The Concise Guide To Modernizing Your Legacy Data System

Big Data is large structured and unstructured data sets that must be analyzed computationally to reveal patterns, relationships, and trends.

Introduction

Make crucial business decisions

Many organizations are currently using traditional RDBMS systems for legacy reasons, including for some of their critical business areas. These systems have served well over the past decades when there were controlled data input channels. However, the growth of Cloud systems and increased information inflow through social media channels has put tremendous stress on these traditional systems. The challenges are multifold:

  1. Speed of data influx  
  2. Sheer volume of data  
  3. Unstructured data  
  4. Types of data  
  5. Increased need of realtime data processing

The traditional data warehouse systems have been unable to efficiently handle these changes. A large number of customers have Teradata as the backbone of their data warehouse system and are now struggling to keep up with business demands. The need to migrate to Big Data platforms has never been more critical.

Are You A Big Data Professional?

Many of our clients are looking for talent just like you.

Drivers Of Data Migration

Drivers for moving from legacy systems like Teradata to Big Data platforms like Hadoop.

Process For Data Migration

While Teradata implementations across companies differ in many ways, there are some questions that need to be asked before embarking on any migration plan. These include:

  1. Understand the real drivers for the migration and the current pain points that need to be addressed.
    Cost often seems to be the primary driver for most data migrations. However, the initial drivers are often business scenarios that cannot be supported using existing infrastructure. A good analysis of current pain points and the company business roadmap will give a clearer picture to the IT team on what needs to change so the infrastructure is ready for all future business needs.
  2. Align with the company’s IT roadmap.
    The IT roadmap is usually aligned to the business goals, and hence a complete alignment of any migration effort is necessary.
  3. Define detailed strategy for the migration.
    Understanding all the risks involved in migrating data is the first step in defining a strategy. Making sure that business impact is minimal, and eliminated completely if possible, needs to be a large focus of any migration strategy.
  4. Consider options for Cloud vs. on premise, automation opportunities, etc.
    While cost is often the primary driver, any organization needs to consider the total cost of ownership and maintainability of their infrastructure. Provisioning on the Cloud provides almost unlimited scalability at a fraction of the cost compared to scaling in-house, which can take up a significant amount of resources, including working hours and financial. With provisioning on the Cloud, many tasks can be automated, which improves speed and increases scalability.
  5. Complete a thorough impact analysis.
    A thorough impact analysis must be conducted after any migration to ensure there were no unforeseen issues. Both the users and the IT team need to contribute to this analysis. Pay special attention to border cases such as an annual report that is only run at the end of December. These can easily be overlooked when a data migration occurs in June.
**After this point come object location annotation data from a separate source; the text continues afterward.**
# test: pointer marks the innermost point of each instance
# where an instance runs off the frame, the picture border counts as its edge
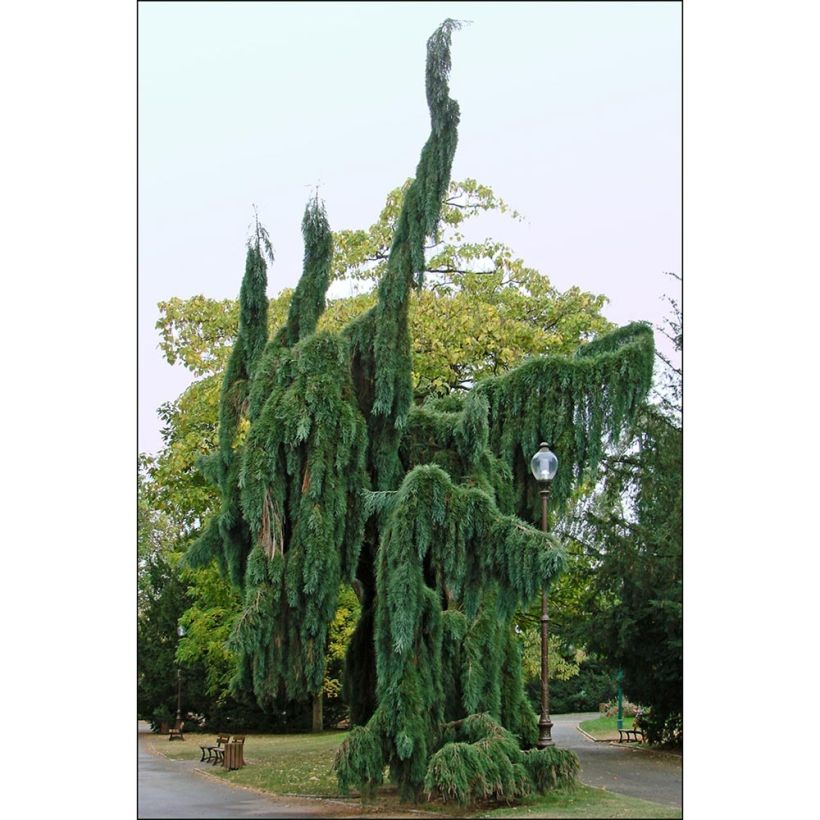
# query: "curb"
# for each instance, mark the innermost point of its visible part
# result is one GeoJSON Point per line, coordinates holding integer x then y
{"type": "Point", "coordinates": [628, 745]}
{"type": "Point", "coordinates": [590, 737]}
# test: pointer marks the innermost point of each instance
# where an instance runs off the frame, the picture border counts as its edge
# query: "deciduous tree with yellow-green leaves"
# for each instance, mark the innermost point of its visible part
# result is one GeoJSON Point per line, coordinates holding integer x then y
{"type": "Point", "coordinates": [331, 470]}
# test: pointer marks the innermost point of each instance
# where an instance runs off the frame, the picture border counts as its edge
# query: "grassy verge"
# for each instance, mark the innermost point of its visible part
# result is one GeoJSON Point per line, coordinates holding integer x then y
{"type": "Point", "coordinates": [302, 765]}
{"type": "Point", "coordinates": [585, 802]}
{"type": "Point", "coordinates": [282, 764]}
{"type": "Point", "coordinates": [605, 728]}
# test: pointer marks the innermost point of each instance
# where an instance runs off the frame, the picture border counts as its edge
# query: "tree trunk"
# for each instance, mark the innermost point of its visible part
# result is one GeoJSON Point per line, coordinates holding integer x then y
{"type": "Point", "coordinates": [318, 719]}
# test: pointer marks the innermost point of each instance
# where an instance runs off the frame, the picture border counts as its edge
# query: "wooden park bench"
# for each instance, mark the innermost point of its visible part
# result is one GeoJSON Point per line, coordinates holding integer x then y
{"type": "Point", "coordinates": [634, 731]}
{"type": "Point", "coordinates": [212, 751]}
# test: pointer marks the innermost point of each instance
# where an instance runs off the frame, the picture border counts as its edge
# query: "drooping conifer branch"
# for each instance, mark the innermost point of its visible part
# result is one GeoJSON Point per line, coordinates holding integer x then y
{"type": "Point", "coordinates": [576, 403]}
{"type": "Point", "coordinates": [226, 535]}
{"type": "Point", "coordinates": [436, 551]}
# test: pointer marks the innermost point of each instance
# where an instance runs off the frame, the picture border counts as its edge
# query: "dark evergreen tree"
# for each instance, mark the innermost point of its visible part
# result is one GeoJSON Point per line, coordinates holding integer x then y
{"type": "Point", "coordinates": [422, 509]}
{"type": "Point", "coordinates": [632, 528]}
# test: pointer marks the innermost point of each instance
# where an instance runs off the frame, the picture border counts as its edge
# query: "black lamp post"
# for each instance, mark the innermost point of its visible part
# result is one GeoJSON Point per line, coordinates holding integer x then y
{"type": "Point", "coordinates": [180, 634]}
{"type": "Point", "coordinates": [544, 465]}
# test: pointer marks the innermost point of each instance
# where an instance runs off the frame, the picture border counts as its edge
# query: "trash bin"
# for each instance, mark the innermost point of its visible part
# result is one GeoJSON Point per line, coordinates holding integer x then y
{"type": "Point", "coordinates": [233, 758]}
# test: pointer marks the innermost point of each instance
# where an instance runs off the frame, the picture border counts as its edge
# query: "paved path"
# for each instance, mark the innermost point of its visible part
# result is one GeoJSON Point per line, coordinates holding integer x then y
{"type": "Point", "coordinates": [169, 788]}
{"type": "Point", "coordinates": [172, 789]}
{"type": "Point", "coordinates": [655, 776]}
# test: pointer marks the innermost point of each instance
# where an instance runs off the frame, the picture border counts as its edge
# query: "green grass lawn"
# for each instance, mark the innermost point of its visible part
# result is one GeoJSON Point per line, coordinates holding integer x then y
{"type": "Point", "coordinates": [584, 801]}
{"type": "Point", "coordinates": [604, 728]}
{"type": "Point", "coordinates": [302, 765]}
{"type": "Point", "coordinates": [282, 764]}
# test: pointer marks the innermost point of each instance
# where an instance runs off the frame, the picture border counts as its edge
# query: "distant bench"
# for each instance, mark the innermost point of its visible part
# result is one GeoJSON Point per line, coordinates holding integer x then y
{"type": "Point", "coordinates": [634, 731]}
{"type": "Point", "coordinates": [216, 754]}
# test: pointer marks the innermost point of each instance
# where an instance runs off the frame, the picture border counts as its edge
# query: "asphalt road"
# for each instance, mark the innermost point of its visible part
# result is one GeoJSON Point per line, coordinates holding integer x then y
{"type": "Point", "coordinates": [171, 789]}
{"type": "Point", "coordinates": [655, 776]}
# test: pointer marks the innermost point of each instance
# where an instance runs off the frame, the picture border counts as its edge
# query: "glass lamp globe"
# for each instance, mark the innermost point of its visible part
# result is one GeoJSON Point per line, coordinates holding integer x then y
{"type": "Point", "coordinates": [544, 464]}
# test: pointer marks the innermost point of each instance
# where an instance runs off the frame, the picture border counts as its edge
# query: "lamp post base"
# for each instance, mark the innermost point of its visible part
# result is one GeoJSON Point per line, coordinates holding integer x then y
{"type": "Point", "coordinates": [545, 738]}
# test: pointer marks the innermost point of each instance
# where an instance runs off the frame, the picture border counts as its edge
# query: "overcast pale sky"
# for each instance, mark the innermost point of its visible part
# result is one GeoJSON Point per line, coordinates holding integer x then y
{"type": "Point", "coordinates": [570, 111]}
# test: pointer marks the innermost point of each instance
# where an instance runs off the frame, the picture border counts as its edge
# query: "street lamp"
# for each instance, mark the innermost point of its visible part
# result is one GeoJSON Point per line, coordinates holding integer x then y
{"type": "Point", "coordinates": [180, 634]}
{"type": "Point", "coordinates": [544, 465]}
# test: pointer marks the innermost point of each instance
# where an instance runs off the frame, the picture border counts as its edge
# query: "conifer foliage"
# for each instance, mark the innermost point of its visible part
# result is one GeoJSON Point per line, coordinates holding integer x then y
{"type": "Point", "coordinates": [329, 473]}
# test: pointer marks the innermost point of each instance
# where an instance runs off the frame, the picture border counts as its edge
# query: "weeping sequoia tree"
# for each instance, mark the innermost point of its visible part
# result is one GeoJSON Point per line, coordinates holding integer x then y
{"type": "Point", "coordinates": [329, 473]}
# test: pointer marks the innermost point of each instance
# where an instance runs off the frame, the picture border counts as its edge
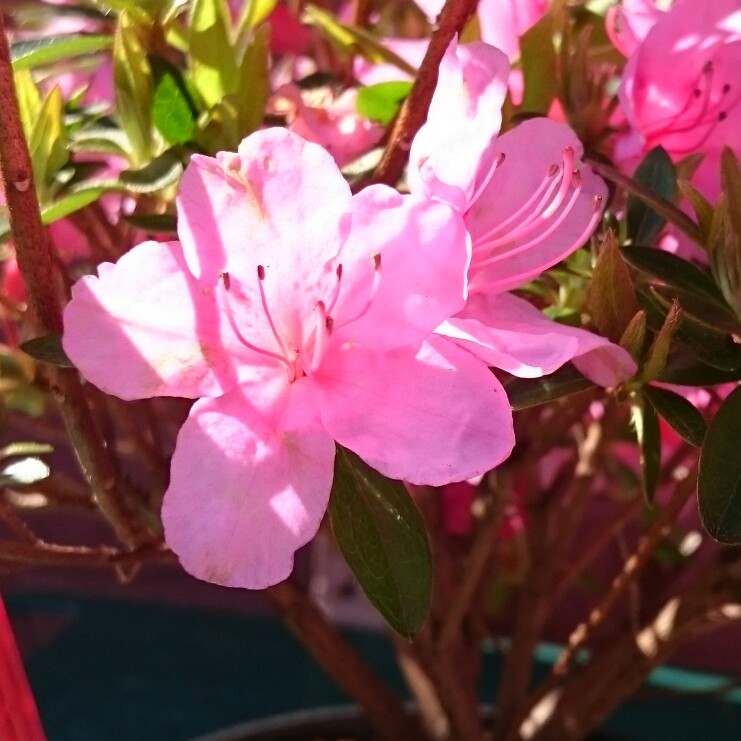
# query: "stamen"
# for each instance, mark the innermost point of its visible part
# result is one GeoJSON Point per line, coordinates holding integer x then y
{"type": "Point", "coordinates": [226, 281]}
{"type": "Point", "coordinates": [321, 336]}
{"type": "Point", "coordinates": [527, 274]}
{"type": "Point", "coordinates": [263, 298]}
{"type": "Point", "coordinates": [536, 217]}
{"type": "Point", "coordinates": [544, 235]}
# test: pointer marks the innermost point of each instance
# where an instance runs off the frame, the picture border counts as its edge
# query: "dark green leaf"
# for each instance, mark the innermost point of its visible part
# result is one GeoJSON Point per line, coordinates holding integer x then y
{"type": "Point", "coordinates": [681, 415]}
{"type": "Point", "coordinates": [674, 271]}
{"type": "Point", "coordinates": [656, 172]}
{"type": "Point", "coordinates": [25, 448]}
{"type": "Point", "coordinates": [539, 66]}
{"type": "Point", "coordinates": [383, 539]}
{"type": "Point", "coordinates": [50, 49]}
{"type": "Point", "coordinates": [71, 202]}
{"type": "Point", "coordinates": [530, 392]}
{"type": "Point", "coordinates": [161, 172]}
{"type": "Point", "coordinates": [154, 223]}
{"type": "Point", "coordinates": [646, 424]}
{"type": "Point", "coordinates": [719, 480]}
{"type": "Point", "coordinates": [684, 370]}
{"type": "Point", "coordinates": [47, 349]}
{"type": "Point", "coordinates": [173, 111]}
{"type": "Point", "coordinates": [612, 297]}
{"type": "Point", "coordinates": [383, 101]}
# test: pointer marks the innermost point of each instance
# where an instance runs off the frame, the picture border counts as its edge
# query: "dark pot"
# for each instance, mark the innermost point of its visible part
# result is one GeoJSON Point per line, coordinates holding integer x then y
{"type": "Point", "coordinates": [342, 723]}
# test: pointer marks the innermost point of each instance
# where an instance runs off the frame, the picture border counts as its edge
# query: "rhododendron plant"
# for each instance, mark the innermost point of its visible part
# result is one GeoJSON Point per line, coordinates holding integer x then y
{"type": "Point", "coordinates": [295, 337]}
{"type": "Point", "coordinates": [371, 306]}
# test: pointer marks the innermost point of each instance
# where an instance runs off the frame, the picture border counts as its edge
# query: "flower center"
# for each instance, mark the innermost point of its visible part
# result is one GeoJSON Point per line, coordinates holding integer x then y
{"type": "Point", "coordinates": [538, 217]}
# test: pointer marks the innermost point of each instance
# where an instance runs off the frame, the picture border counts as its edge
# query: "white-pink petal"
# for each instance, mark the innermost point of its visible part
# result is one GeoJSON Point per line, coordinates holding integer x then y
{"type": "Point", "coordinates": [249, 486]}
{"type": "Point", "coordinates": [432, 418]}
{"type": "Point", "coordinates": [145, 327]}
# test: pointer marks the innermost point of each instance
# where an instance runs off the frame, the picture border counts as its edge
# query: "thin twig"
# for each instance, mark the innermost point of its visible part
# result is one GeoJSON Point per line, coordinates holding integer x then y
{"type": "Point", "coordinates": [662, 207]}
{"type": "Point", "coordinates": [453, 17]}
{"type": "Point", "coordinates": [339, 659]}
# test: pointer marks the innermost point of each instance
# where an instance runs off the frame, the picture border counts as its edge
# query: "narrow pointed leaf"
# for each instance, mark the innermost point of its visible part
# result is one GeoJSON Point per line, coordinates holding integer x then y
{"type": "Point", "coordinates": [646, 425]}
{"type": "Point", "coordinates": [719, 480]}
{"type": "Point", "coordinates": [655, 172]}
{"type": "Point", "coordinates": [383, 539]}
{"type": "Point", "coordinates": [612, 297]}
{"type": "Point", "coordinates": [50, 49]}
{"type": "Point", "coordinates": [681, 415]}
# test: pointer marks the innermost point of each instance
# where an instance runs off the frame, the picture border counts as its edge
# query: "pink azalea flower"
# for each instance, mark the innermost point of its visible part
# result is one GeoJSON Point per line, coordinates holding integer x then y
{"type": "Point", "coordinates": [628, 23]}
{"type": "Point", "coordinates": [320, 117]}
{"type": "Point", "coordinates": [696, 108]}
{"type": "Point", "coordinates": [527, 203]}
{"type": "Point", "coordinates": [300, 315]}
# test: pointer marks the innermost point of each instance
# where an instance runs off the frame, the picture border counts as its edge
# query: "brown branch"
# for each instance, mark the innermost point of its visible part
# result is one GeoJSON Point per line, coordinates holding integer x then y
{"type": "Point", "coordinates": [36, 267]}
{"type": "Point", "coordinates": [453, 17]}
{"type": "Point", "coordinates": [340, 660]}
{"type": "Point", "coordinates": [662, 207]}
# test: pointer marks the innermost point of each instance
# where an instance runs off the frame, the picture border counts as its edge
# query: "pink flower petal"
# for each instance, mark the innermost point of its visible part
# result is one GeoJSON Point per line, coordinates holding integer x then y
{"type": "Point", "coordinates": [434, 418]}
{"type": "Point", "coordinates": [509, 333]}
{"type": "Point", "coordinates": [145, 327]}
{"type": "Point", "coordinates": [455, 148]}
{"type": "Point", "coordinates": [250, 483]}
{"type": "Point", "coordinates": [518, 219]}
{"type": "Point", "coordinates": [424, 254]}
{"type": "Point", "coordinates": [279, 193]}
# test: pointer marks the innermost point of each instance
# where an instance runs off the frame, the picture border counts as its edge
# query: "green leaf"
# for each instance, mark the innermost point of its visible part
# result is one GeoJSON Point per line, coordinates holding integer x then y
{"type": "Point", "coordinates": [383, 101]}
{"type": "Point", "coordinates": [656, 172]}
{"type": "Point", "coordinates": [662, 344]}
{"type": "Point", "coordinates": [681, 415]}
{"type": "Point", "coordinates": [674, 271]}
{"type": "Point", "coordinates": [719, 479]}
{"type": "Point", "coordinates": [47, 143]}
{"type": "Point", "coordinates": [160, 173]}
{"type": "Point", "coordinates": [153, 223]}
{"type": "Point", "coordinates": [29, 99]}
{"type": "Point", "coordinates": [212, 63]}
{"type": "Point", "coordinates": [173, 112]}
{"type": "Point", "coordinates": [254, 82]}
{"type": "Point", "coordinates": [25, 449]}
{"type": "Point", "coordinates": [50, 49]}
{"type": "Point", "coordinates": [73, 201]}
{"type": "Point", "coordinates": [634, 338]}
{"type": "Point", "coordinates": [133, 85]}
{"type": "Point", "coordinates": [530, 392]}
{"type": "Point", "coordinates": [539, 66]}
{"type": "Point", "coordinates": [24, 472]}
{"type": "Point", "coordinates": [646, 425]}
{"type": "Point", "coordinates": [612, 297]}
{"type": "Point", "coordinates": [47, 349]}
{"type": "Point", "coordinates": [383, 539]}
{"type": "Point", "coordinates": [351, 39]}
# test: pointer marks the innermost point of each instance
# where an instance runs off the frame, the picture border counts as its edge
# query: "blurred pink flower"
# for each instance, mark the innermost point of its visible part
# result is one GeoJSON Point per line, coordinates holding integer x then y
{"type": "Point", "coordinates": [527, 202]}
{"type": "Point", "coordinates": [320, 117]}
{"type": "Point", "coordinates": [302, 315]}
{"type": "Point", "coordinates": [680, 87]}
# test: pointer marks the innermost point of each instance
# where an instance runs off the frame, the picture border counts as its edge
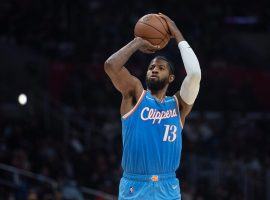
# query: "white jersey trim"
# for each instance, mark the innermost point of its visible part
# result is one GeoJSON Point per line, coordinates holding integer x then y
{"type": "Point", "coordinates": [178, 110]}
{"type": "Point", "coordinates": [135, 107]}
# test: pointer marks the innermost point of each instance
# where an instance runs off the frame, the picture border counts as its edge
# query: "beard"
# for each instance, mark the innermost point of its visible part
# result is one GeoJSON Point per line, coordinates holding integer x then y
{"type": "Point", "coordinates": [155, 84]}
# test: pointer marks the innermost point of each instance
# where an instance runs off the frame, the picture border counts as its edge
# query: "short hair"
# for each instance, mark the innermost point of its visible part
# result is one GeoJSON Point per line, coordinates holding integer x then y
{"type": "Point", "coordinates": [171, 66]}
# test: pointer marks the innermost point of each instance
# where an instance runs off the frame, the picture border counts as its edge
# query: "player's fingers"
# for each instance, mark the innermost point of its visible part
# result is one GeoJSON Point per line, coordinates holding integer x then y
{"type": "Point", "coordinates": [164, 16]}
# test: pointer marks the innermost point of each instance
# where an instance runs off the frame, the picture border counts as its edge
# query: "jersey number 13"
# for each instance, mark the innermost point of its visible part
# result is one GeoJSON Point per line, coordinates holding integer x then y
{"type": "Point", "coordinates": [170, 133]}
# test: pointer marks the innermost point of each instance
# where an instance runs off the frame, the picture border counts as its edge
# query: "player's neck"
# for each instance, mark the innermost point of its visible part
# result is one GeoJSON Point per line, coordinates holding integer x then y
{"type": "Point", "coordinates": [159, 94]}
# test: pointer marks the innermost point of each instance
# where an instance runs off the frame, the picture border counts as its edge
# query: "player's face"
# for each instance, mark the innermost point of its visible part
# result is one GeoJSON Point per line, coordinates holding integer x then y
{"type": "Point", "coordinates": [158, 75]}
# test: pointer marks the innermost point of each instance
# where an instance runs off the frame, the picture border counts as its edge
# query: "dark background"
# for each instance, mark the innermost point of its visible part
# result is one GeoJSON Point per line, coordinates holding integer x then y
{"type": "Point", "coordinates": [70, 131]}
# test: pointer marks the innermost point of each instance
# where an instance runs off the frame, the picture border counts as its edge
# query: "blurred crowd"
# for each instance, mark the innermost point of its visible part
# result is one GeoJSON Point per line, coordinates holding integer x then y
{"type": "Point", "coordinates": [70, 130]}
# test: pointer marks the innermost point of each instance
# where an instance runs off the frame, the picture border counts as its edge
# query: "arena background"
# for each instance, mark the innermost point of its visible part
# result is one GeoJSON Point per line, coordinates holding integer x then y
{"type": "Point", "coordinates": [65, 142]}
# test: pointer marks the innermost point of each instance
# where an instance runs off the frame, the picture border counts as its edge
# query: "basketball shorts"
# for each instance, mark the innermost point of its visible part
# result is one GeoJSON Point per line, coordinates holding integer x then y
{"type": "Point", "coordinates": [149, 187]}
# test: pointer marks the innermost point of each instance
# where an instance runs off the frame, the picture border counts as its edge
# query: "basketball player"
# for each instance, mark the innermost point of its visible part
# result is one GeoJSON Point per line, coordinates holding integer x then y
{"type": "Point", "coordinates": [151, 121]}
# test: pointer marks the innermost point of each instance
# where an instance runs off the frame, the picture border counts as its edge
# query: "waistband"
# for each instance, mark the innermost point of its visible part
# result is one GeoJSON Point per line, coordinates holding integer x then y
{"type": "Point", "coordinates": [149, 178]}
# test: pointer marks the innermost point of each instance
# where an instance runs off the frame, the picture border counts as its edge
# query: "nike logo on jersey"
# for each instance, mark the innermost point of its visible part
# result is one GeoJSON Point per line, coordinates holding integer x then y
{"type": "Point", "coordinates": [174, 186]}
{"type": "Point", "coordinates": [155, 115]}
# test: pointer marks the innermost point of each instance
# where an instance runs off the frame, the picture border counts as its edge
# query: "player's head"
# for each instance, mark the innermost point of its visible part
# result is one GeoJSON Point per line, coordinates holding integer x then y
{"type": "Point", "coordinates": [160, 73]}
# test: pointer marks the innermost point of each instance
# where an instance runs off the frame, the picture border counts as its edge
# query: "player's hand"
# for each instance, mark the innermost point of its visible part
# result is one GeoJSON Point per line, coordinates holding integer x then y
{"type": "Point", "coordinates": [145, 46]}
{"type": "Point", "coordinates": [174, 31]}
Starting with the user group usually leads to the best impact analysis.(Read The Top 6 Data Integration Tools)
  6. Create a detailed phase-wise execution and transition plan. 
    Once the impact analysis is fully understood, a detailed execution plan should be created. It will need to be phase-wise with the least impactful area to be migrated first. This way, finetuning of the plan will be possible and any additional risks can be discovered. The detailed plan should:
    1. Define solution architecture.
    2. Define governance, processes, user privilegesetc. 
    3. Have a communication and training plan for users.
    4. Detail a validation plan with well-defined test cases and outputs. 
    5. Run parallel systems for some time until migration is complete onto the new system. 
The overhead of having a parallel run is offset by the business benefit of cutting the risk of a “big bang” approach. Yes, the data will be duplicated for some time. But with utilities built into the plan, it will reduce the overhead significantly.

Best Practices 

Every organization should strive to ensure that all changes are as seamless as possible for business users.
  1. ETL vs. ELT
    Traditional data warehouses complete the transformation of source data before inserting it into the warehouse. This is a time-tested method that works very well for structured data. However, with the growth of unstructured data and unknown types, and the speed at which it is generated in the source systems, it is virtually impossible to transform data before loading. Hence the new method is ELT (extract, load, transform as needed ). Most structures are defined when the data is queried in a big data store – more commonly known as a data lake.
  2. Data lifecycle
    Understand how data is added to the data lake as there may be some modifications needed when adding to a big data platform like Hadoop. Given that the actual transformations will happen after the data is loaded, there is no need to predefine a schema. Once the data is available, the query mechanism can be defined so that meaningful insights can be extracted and shared with key business stakeholders in a visually appealing format.
  3. Reusable tools/utilities
    The entire migration process is usually long and involves a significant amount of manual work. But using pre-existing tools or utilities can help significantly reduce the implementation time and manual errors. Many providers have large libraries of these utilities that have been built from their previous work on large-scale migrations.

Conclusion

To determine the urgency of a possible data migration, companies with traditional data warehouse platforms need to understand the company’s business plan for the next five years. Infrastructure needs should be determined by this, with cost a second-tier consideration. A detailed analysis of current challenges and changing data storage needs will influence migration decisions. But it is safe to assume that nearly every company will need to migrate their data to a more robust, scalable, and cost-effective solution at some point in the near future.